I have a problem. I don’t understand how I feel like I have NO ENERGY right now, or in fact, here at school. I get between seven and eight hours of sleep every night, which is ridiculously much, but I am still not anywhere near as awake/aware/intelligent as I was last fall when I was doing AP English and college stuff every night. Do I just need to drink more peach tea? (I am, actually, listening to the Stress song right now, and I think it’s actually helping pump me up a little. That’s kind of retarded…)

I miss my cnytrs.

Another thing which is interesting — and which I would like to discuss with some peeps — is that I have been reading Bishop Spong’s “Why Christianity Must Change or Die”. It has been a long time, a very long time, since I have wanted so badly to throw a book actually across the room. I was actually having violent urges towards the book. Since it is a library book, though, I just kept myself to yelling, “WHAT ARE YOU TALKING ABOUT? YOU DO NOT EVEN MAKE SENSE!” at the book. Basically, though, to sum up, in the first twenty pages (which is how far I am), Bishop Spong has done away with (to his satisfaction, not mine):
- the bodily resurrection of Christ
- the Trinity
- an omniscient, omnipotent God (his argument against God’s omnipotence in fact seems also to deny the whole idea of free will)
- the incarnation of God as Christ
He seems to be completely against the Apostles’ Creed… why would he ever become an ordained priest — let alone bishop — inany church if he did not believe in the fundamental beliefs as set down in the creeds of that church?
But I think what’s worst is that his “arguments” are in no way logical. A recurring argument seems to be “this concept has no relevance to modern Christians, and must therefore be wrong”. Now, for one thing, just because a concept has no relevance — that does not make it wrong. But also, it seems to me that a person has to be awfully full of himself to say that something which hashad relevance to billions of people over two thousand years can not, in fact, have relevance to anyone now.

One good thing that the book is doing, though, is making me look at all of the ways that the Apostles’ Creed can be wrongly interpreted, and say, “No, I believe the opposite”. So basically, the book itself is persuading me against its argument.

Traditionally, this is not the goal of rhetoric. It could be a big fake-out — that would make me happy — the purpose of which was simply to get people to think about their faith in a broader sense. Such a thing could actually be very helpful and interesting. Unfortunately, I think this is not the case. It annoys me. But if you want to discuss it, that would be cool, because I want to be open-minded and reasonable.

Since Sunday, though; had classes, went to the open climb at the climbing wall (yum, climbing), and OOH! saw the season premier of “Friends”. I have been getting caught up in this Highly Important TV show (while studying, of course!) because it is this really big deal here in Prentiss. There were probably 30 girls packed into our little TV lounge last night for the premier.

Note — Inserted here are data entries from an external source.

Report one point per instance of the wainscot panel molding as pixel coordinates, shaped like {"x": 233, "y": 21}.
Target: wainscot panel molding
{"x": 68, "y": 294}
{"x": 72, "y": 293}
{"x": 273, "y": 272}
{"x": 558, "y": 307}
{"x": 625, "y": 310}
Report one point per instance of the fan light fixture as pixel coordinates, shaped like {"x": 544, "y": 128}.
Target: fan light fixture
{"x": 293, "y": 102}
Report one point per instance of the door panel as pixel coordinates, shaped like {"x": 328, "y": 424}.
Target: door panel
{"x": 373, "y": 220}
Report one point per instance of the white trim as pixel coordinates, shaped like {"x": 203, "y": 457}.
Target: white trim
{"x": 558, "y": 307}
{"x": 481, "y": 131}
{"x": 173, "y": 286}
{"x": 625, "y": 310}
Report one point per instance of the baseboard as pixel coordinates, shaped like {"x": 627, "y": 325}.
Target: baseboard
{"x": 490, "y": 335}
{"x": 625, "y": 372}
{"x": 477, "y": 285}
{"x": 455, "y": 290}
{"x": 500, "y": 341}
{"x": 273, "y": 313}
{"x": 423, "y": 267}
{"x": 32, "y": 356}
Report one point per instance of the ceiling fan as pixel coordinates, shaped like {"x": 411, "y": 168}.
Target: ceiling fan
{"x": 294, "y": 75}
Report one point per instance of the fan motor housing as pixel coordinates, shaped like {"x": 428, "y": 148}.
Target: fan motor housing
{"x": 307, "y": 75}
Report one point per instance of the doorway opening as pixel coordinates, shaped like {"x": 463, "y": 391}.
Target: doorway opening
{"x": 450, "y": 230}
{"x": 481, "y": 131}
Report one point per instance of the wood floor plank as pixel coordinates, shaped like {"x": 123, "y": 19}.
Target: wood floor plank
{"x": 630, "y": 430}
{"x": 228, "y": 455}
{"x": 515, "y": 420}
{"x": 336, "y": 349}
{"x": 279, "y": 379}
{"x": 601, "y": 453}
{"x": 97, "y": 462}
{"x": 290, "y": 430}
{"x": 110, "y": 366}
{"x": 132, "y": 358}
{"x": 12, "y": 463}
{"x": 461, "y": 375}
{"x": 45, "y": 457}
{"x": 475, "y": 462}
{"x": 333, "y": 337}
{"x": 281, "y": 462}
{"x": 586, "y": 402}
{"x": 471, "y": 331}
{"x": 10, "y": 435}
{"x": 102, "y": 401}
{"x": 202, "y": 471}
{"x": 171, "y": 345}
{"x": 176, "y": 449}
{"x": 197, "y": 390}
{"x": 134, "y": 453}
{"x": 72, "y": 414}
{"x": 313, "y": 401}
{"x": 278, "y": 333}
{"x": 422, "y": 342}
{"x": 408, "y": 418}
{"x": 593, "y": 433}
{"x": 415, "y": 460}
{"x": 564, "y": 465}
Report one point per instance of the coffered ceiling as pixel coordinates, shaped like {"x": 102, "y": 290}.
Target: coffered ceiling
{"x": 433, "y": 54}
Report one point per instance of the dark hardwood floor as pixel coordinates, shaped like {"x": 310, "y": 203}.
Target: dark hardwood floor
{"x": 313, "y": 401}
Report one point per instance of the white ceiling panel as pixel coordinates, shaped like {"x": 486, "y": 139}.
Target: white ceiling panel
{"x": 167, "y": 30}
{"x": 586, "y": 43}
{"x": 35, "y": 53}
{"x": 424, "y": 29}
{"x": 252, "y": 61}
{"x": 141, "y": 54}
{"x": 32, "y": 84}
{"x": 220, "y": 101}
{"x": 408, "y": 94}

It was pretty fun. “Friends with Friends!” Lots of giggling.

Today is my self-destruct day; last night was completely insane. I was hyper-caffeinated, and then I had a couple of different weird conversations that just sort of freaked me out. *slight shudder* Also, I had a German test this morning and a Core paper due; I still have a (luckily short) bibliography due for German film. Point is, though, that I was doing a lot of stuff for all three assignments last night, and then one of my friends shows up on AIM (somewhat) drunk, and it was sort of more than I could handle.

On the good side of things, this weekend is sort of relaxed; I am going to hang out with Steph and some other peeps and watch “Zoolander” downstairs tonight, and then tomorrow my German film class is taking a field trip to some funky movie theater which is an hour away… I’m excited for that, though, and strangely happy to be going somewhere in a car, because I have not been in one for almost a month (which somehow seems really weird to me).

Barista Goddess says: “DU MUSST CALIGARI WERDEN. Also, the heart must be the mediator between the hand and the mind. Also, express yourself!”